Editorial Combinou com o Congresso?

Publicado em: 25/09/2018 03:00 Atualizado em: 25/09/2018 05:37

Ninguém sabe se é fato ou lenda. Mas a história se repete desde então. Na Copa de 1958, o técnico Feola teria imaginado um esquema infalível para derrotar a seleção soviética. Nílton Santos lançaria uma bola pela esquerda. Garrincha driblaria três adversários e cruzaria para Mazzola marcar de cabeça. Dizem que o time ouviu atentamente a explicação. Sobraram sorrisos e aplausos. Destoando do entusiasmo geral, ouviu-se a voz de Garrincha: “Combinou com os russos?”

A campanha eleitoral traz à tona a narrativa do folclore futebolístico. Por uma razão simples, mas importante. As atenções se concentram na corrida presidencial. Em segundo plano, na de governadores. Eventualmente, fala-se na de senadores. Deputados ficam esquecidos como se fossem coadjuvantes no concerto da governabilidade. Esquece-se de que o poder é do Congresso. Independentemente de quem seja, o futuro inquilino do Palácio do Planalto depende dos parlamentares para aprovar as propostas.

O presidente não manda. Ele executa o que deputados e senadores aprovam ou determinam. Sem o aval do Legislativo, fica com as ideias na cabeça e o projeto no papel. Iniciativas urgentes como atacar o deficit fiscal, promover reformas estruturais, melhorar a segurança, a educação e a saúde não passarão de palavras jogadas ao vento. Trata-se de filme que se reprisa com indesejável frequência.

Conclusão: na democracia, o voto para o chefe do Executivo não vale mais do que o voto para representante na Câmara ou no Senado. E, no âmbito das 27 unidades da Federação, a escolha do governador tem o mesmo peso da escolha dos ocupantes da Assembleia Legislativa (Câmara Legislativa, no Distrito Federal).

Sem dar visibilidade aos postulantes, o sonho de renovação do Congresso vai pras calendas gregas. As castas políticas se perpetuarão no poder. É natural. O eleitor não tem o dom de adivinhar que A, B ou C disputam um cargo no parlamento. A tendência é eleger um nome conhecido e, com ele, os velhos vícios tão criticados pelos brasileiros. Por causa da relação incestuosa que se estabelece com o governo e o distanciamento dos anseios populares, a classe política amarga um dos mais baixos níveis de credibilidade nacional.

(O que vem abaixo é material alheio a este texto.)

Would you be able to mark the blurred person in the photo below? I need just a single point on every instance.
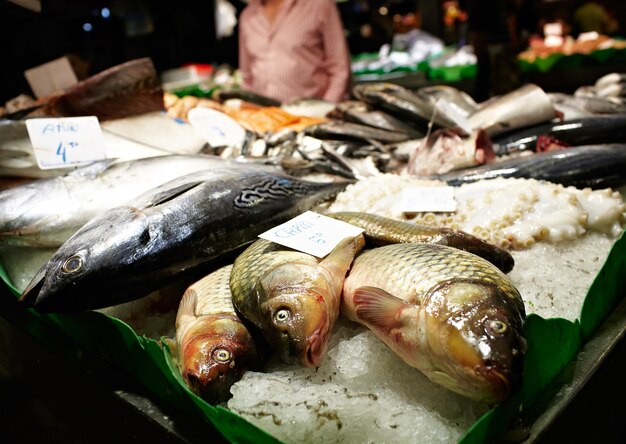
(593, 16)
(492, 35)
(292, 49)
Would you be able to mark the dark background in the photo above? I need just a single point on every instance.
(175, 33)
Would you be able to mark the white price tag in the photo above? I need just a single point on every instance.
(427, 199)
(311, 233)
(66, 141)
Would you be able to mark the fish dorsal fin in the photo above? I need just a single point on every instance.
(378, 308)
(165, 193)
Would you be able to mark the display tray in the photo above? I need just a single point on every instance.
(110, 365)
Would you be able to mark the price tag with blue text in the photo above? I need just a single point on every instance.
(426, 199)
(311, 233)
(66, 141)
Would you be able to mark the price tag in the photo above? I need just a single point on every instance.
(427, 199)
(216, 128)
(66, 141)
(311, 233)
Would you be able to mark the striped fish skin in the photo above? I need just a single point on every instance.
(131, 250)
(594, 166)
(293, 298)
(448, 313)
(213, 346)
(381, 230)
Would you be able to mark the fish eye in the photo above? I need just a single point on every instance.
(72, 264)
(497, 326)
(282, 315)
(221, 355)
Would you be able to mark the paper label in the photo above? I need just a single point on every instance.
(427, 199)
(311, 233)
(216, 128)
(66, 141)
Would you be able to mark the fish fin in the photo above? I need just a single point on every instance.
(187, 305)
(91, 171)
(378, 308)
(166, 193)
(338, 261)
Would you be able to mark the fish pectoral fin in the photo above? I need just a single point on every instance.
(378, 308)
(167, 194)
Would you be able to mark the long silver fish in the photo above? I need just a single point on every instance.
(448, 313)
(595, 166)
(293, 298)
(213, 346)
(402, 103)
(525, 106)
(574, 132)
(133, 249)
(45, 213)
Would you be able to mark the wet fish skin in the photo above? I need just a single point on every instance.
(336, 130)
(124, 90)
(131, 250)
(448, 313)
(248, 96)
(359, 112)
(594, 166)
(213, 346)
(525, 106)
(45, 213)
(293, 298)
(381, 230)
(575, 132)
(402, 103)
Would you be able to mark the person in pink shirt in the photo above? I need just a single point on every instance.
(291, 49)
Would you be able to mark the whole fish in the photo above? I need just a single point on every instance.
(340, 130)
(402, 103)
(522, 107)
(359, 112)
(45, 213)
(595, 166)
(574, 107)
(381, 230)
(130, 250)
(293, 298)
(574, 132)
(213, 347)
(461, 102)
(127, 89)
(448, 313)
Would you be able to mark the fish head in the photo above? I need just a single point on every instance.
(479, 340)
(211, 362)
(294, 312)
(86, 272)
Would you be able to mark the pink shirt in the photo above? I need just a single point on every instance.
(303, 54)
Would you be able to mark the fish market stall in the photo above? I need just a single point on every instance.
(145, 282)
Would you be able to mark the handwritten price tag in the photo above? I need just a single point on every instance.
(311, 233)
(427, 199)
(66, 141)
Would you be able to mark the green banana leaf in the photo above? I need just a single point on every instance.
(552, 343)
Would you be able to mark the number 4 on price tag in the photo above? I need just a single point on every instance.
(67, 141)
(311, 233)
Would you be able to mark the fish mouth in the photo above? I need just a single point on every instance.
(30, 295)
(313, 354)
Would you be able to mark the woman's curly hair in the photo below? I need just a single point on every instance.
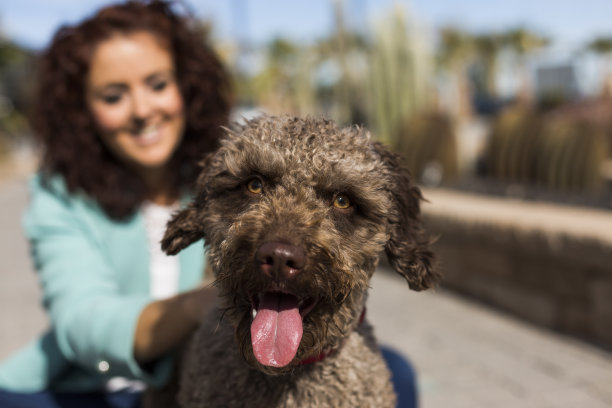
(66, 129)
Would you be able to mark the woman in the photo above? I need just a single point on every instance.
(128, 101)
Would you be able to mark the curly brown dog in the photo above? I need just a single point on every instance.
(295, 214)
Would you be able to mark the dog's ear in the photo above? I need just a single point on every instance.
(408, 246)
(185, 227)
(182, 230)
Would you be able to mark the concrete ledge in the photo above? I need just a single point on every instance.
(546, 263)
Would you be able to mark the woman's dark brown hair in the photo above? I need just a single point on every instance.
(66, 129)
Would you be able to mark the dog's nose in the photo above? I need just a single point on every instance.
(280, 260)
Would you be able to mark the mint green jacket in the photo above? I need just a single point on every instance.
(94, 273)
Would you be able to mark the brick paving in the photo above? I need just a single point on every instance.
(465, 355)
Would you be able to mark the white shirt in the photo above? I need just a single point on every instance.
(163, 273)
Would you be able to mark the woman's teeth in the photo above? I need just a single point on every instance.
(147, 134)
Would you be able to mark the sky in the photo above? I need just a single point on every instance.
(570, 23)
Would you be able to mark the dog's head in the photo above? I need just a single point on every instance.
(295, 213)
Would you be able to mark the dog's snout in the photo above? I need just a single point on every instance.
(280, 260)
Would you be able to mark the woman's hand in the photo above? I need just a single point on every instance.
(165, 324)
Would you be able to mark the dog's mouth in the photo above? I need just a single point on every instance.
(276, 330)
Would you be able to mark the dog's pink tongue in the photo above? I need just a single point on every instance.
(276, 331)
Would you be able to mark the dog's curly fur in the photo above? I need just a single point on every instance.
(303, 164)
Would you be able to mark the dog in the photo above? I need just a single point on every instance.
(295, 213)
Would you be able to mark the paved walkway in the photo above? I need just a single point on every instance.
(465, 355)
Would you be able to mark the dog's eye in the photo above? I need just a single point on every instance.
(255, 186)
(342, 202)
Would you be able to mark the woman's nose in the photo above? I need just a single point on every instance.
(142, 106)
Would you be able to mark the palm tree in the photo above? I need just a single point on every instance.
(487, 48)
(602, 46)
(455, 53)
(524, 43)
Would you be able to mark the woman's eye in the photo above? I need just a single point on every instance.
(110, 99)
(255, 186)
(159, 86)
(342, 202)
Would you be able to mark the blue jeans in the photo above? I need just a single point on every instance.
(49, 399)
(403, 377)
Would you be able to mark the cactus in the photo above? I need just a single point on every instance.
(428, 143)
(400, 69)
(556, 153)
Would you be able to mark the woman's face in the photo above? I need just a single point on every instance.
(135, 100)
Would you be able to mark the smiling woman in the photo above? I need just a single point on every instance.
(135, 100)
(128, 102)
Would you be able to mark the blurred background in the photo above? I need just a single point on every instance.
(503, 113)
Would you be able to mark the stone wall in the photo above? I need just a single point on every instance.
(550, 265)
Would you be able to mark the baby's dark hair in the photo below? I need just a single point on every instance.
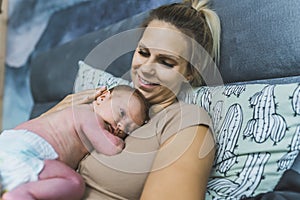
(135, 92)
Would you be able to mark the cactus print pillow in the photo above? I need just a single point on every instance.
(257, 129)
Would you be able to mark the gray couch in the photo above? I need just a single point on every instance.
(260, 41)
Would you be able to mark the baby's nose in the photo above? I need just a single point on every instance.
(120, 126)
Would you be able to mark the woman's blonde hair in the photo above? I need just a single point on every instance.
(195, 19)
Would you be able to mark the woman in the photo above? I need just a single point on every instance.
(171, 156)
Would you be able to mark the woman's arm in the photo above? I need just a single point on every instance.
(83, 97)
(187, 176)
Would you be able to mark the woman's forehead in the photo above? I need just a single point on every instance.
(166, 38)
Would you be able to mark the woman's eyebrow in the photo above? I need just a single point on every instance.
(173, 57)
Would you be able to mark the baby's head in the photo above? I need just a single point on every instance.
(123, 109)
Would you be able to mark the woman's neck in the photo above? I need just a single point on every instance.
(156, 108)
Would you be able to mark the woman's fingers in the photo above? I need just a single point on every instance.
(83, 97)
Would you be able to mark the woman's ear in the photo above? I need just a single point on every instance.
(188, 78)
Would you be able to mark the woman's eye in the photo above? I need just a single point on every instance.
(143, 53)
(167, 63)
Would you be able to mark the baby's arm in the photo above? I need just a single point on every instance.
(92, 126)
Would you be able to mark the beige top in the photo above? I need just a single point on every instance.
(123, 176)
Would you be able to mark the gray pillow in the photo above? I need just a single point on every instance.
(260, 39)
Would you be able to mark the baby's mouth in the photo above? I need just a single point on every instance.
(109, 127)
(117, 132)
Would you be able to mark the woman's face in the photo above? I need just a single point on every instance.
(158, 65)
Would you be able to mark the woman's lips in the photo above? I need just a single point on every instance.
(146, 83)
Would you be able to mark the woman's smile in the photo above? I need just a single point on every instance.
(146, 83)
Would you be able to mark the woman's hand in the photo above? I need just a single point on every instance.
(83, 97)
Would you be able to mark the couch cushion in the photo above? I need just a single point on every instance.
(53, 72)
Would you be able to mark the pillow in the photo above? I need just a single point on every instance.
(260, 39)
(259, 118)
(90, 78)
(257, 130)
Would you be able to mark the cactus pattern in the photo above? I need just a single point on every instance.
(247, 181)
(296, 100)
(265, 122)
(227, 138)
(287, 160)
(217, 114)
(234, 89)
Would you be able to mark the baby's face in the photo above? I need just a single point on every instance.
(121, 111)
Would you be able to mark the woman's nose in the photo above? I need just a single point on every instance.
(148, 68)
(120, 126)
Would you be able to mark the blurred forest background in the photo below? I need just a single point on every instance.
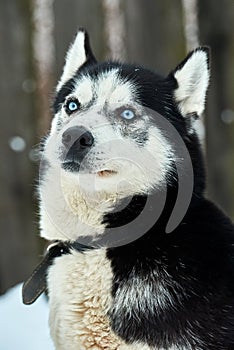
(34, 36)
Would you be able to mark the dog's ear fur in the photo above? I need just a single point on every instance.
(192, 76)
(78, 54)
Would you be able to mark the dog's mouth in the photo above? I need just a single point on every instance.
(106, 173)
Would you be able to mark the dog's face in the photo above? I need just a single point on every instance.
(105, 144)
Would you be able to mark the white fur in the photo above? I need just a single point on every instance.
(75, 57)
(193, 80)
(79, 298)
(73, 205)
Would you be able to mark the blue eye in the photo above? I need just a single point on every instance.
(128, 114)
(72, 106)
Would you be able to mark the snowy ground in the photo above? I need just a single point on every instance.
(23, 327)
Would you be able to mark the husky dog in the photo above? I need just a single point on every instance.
(104, 157)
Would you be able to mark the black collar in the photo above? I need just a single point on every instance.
(36, 283)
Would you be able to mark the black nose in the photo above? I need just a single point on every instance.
(77, 141)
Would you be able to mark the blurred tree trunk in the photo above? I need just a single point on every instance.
(154, 33)
(17, 232)
(217, 29)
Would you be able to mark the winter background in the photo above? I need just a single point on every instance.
(23, 327)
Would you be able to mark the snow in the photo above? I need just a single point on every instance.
(23, 327)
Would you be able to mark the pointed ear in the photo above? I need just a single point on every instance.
(192, 76)
(79, 53)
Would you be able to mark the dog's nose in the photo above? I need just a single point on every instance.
(77, 141)
(77, 137)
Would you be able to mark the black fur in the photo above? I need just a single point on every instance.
(194, 264)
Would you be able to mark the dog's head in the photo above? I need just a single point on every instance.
(106, 142)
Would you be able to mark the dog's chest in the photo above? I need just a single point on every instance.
(80, 296)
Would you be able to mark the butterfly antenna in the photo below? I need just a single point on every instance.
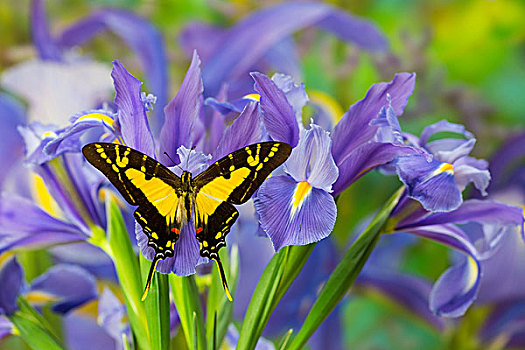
(223, 278)
(150, 277)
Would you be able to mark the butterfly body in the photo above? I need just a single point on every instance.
(167, 202)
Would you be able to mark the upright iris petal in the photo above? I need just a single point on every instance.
(297, 208)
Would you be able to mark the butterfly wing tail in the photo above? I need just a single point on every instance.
(223, 278)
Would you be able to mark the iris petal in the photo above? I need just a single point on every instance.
(11, 279)
(278, 115)
(132, 118)
(70, 286)
(431, 183)
(456, 289)
(182, 113)
(312, 220)
(245, 130)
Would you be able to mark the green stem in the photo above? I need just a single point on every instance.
(344, 274)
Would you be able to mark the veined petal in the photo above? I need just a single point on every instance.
(55, 91)
(140, 35)
(245, 130)
(312, 159)
(366, 158)
(66, 286)
(295, 93)
(6, 327)
(456, 289)
(278, 115)
(11, 280)
(354, 128)
(11, 143)
(23, 225)
(466, 172)
(132, 118)
(182, 114)
(294, 213)
(68, 139)
(431, 183)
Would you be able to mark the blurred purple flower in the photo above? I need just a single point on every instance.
(437, 183)
(12, 282)
(223, 51)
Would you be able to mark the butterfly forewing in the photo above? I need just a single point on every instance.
(143, 181)
(236, 177)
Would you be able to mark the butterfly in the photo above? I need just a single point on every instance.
(166, 201)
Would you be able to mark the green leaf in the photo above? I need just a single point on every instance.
(344, 274)
(218, 307)
(187, 301)
(33, 328)
(157, 307)
(274, 282)
(119, 248)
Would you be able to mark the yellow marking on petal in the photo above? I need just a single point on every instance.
(97, 116)
(301, 191)
(253, 97)
(328, 103)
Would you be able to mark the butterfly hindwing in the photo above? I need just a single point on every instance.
(213, 220)
(237, 176)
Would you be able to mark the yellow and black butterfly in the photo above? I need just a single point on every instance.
(165, 201)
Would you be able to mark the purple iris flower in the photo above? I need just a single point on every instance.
(438, 182)
(298, 206)
(224, 55)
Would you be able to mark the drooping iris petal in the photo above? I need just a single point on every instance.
(431, 183)
(468, 169)
(25, 226)
(67, 286)
(6, 327)
(68, 139)
(140, 35)
(294, 213)
(456, 289)
(11, 144)
(245, 130)
(55, 91)
(312, 160)
(295, 93)
(132, 118)
(366, 158)
(354, 128)
(11, 280)
(231, 59)
(278, 115)
(44, 44)
(182, 114)
(409, 291)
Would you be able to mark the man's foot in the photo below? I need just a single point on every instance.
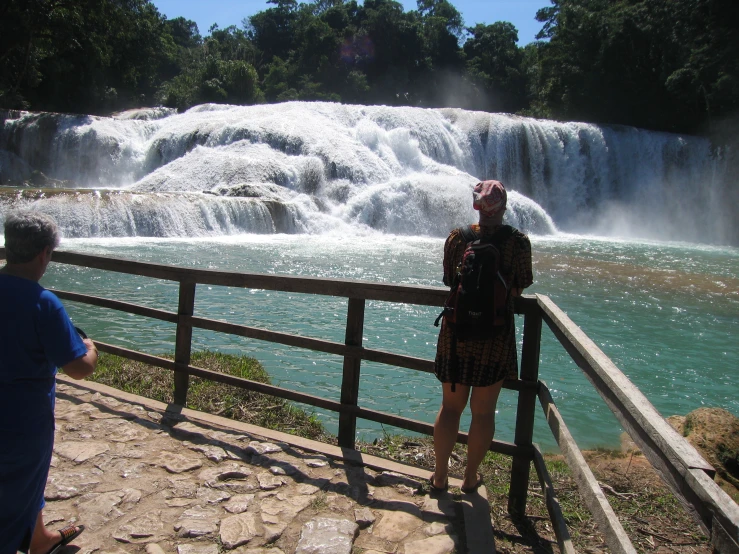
(435, 487)
(55, 541)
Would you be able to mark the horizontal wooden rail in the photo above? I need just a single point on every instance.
(500, 447)
(127, 307)
(318, 345)
(368, 290)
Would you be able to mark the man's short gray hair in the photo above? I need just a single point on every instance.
(27, 233)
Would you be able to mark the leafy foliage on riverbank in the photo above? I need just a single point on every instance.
(208, 396)
(665, 66)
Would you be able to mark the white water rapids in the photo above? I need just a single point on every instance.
(323, 168)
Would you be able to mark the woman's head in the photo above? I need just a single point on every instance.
(27, 234)
(489, 198)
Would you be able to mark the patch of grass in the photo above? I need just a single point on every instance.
(215, 398)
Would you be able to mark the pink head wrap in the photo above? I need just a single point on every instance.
(489, 197)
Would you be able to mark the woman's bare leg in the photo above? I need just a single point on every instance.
(446, 428)
(482, 429)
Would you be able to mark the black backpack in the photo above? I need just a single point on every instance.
(476, 306)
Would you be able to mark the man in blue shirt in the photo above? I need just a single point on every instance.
(36, 338)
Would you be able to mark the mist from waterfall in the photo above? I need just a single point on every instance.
(328, 168)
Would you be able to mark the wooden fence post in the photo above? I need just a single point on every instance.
(183, 341)
(521, 465)
(350, 379)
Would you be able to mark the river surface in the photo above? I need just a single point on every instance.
(667, 314)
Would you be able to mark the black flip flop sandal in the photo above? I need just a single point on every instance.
(68, 535)
(473, 488)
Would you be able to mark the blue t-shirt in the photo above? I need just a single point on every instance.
(36, 337)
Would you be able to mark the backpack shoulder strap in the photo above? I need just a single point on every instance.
(468, 234)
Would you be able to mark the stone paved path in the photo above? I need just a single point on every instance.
(143, 479)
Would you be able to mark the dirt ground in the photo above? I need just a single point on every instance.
(651, 515)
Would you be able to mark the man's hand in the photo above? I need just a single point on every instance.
(83, 366)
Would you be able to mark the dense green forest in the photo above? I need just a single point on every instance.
(668, 65)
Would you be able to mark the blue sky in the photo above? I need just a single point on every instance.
(231, 12)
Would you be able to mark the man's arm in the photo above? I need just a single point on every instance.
(83, 366)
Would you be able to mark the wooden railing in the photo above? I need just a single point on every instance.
(687, 474)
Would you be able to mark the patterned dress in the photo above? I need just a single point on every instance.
(483, 362)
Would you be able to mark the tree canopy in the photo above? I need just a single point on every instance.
(660, 64)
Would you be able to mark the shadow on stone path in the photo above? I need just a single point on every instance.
(143, 479)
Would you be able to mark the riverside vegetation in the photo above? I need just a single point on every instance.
(651, 515)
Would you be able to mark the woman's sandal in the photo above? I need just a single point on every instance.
(473, 488)
(68, 535)
(436, 489)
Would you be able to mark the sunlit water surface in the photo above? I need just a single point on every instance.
(666, 314)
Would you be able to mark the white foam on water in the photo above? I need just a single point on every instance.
(335, 167)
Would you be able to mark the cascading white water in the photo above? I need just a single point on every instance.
(320, 167)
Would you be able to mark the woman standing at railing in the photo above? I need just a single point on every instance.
(480, 363)
(36, 337)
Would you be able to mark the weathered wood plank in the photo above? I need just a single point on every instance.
(564, 540)
(127, 307)
(351, 372)
(669, 453)
(368, 290)
(183, 341)
(521, 467)
(318, 345)
(616, 538)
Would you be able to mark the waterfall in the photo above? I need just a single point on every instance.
(302, 167)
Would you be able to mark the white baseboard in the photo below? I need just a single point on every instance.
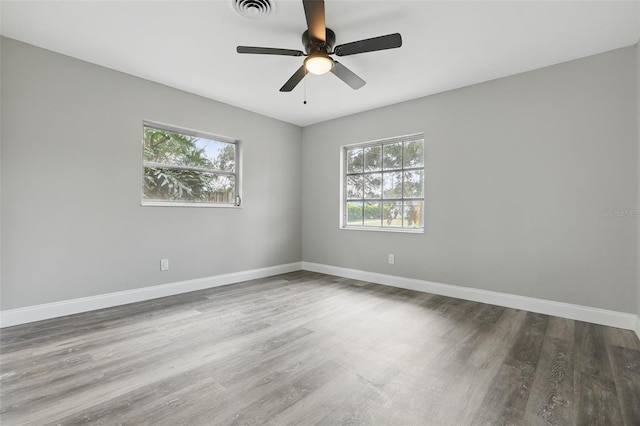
(548, 307)
(28, 314)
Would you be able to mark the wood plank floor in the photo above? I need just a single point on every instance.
(305, 349)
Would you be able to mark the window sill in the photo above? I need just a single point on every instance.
(376, 229)
(178, 204)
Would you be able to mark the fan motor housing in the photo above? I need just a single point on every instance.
(312, 45)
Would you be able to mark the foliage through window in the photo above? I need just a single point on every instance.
(186, 167)
(383, 184)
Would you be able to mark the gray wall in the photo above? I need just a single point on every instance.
(520, 172)
(72, 224)
(638, 205)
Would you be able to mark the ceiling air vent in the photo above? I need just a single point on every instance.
(253, 9)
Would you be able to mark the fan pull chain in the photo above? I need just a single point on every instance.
(305, 92)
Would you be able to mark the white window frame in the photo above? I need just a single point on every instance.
(343, 186)
(199, 134)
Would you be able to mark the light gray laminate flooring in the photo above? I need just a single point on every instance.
(306, 348)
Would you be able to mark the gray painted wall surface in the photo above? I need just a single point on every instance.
(638, 200)
(520, 172)
(72, 224)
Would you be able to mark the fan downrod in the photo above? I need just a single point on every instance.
(312, 45)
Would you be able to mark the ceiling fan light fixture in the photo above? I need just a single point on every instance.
(318, 64)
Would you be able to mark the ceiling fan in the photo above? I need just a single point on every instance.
(318, 43)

Em 7 de outubro, serão renovadas 54 das 81 cadeiras do Senado e toda a Câmara dos Deputados. Trata-se de momento ímpar de apostar na mudança — buscar nomes comprometidos com os anseios da população e conscientes da importância do Poder Legislativo. Mas, talvez agora, como em 1958, faltou combinar com os russos. É pena. Mais uma vez, concretiza-se a profecia de Roberto Campos. “O Brasil”, repetia ele, “não perde oportunidade de perder oportunidade.”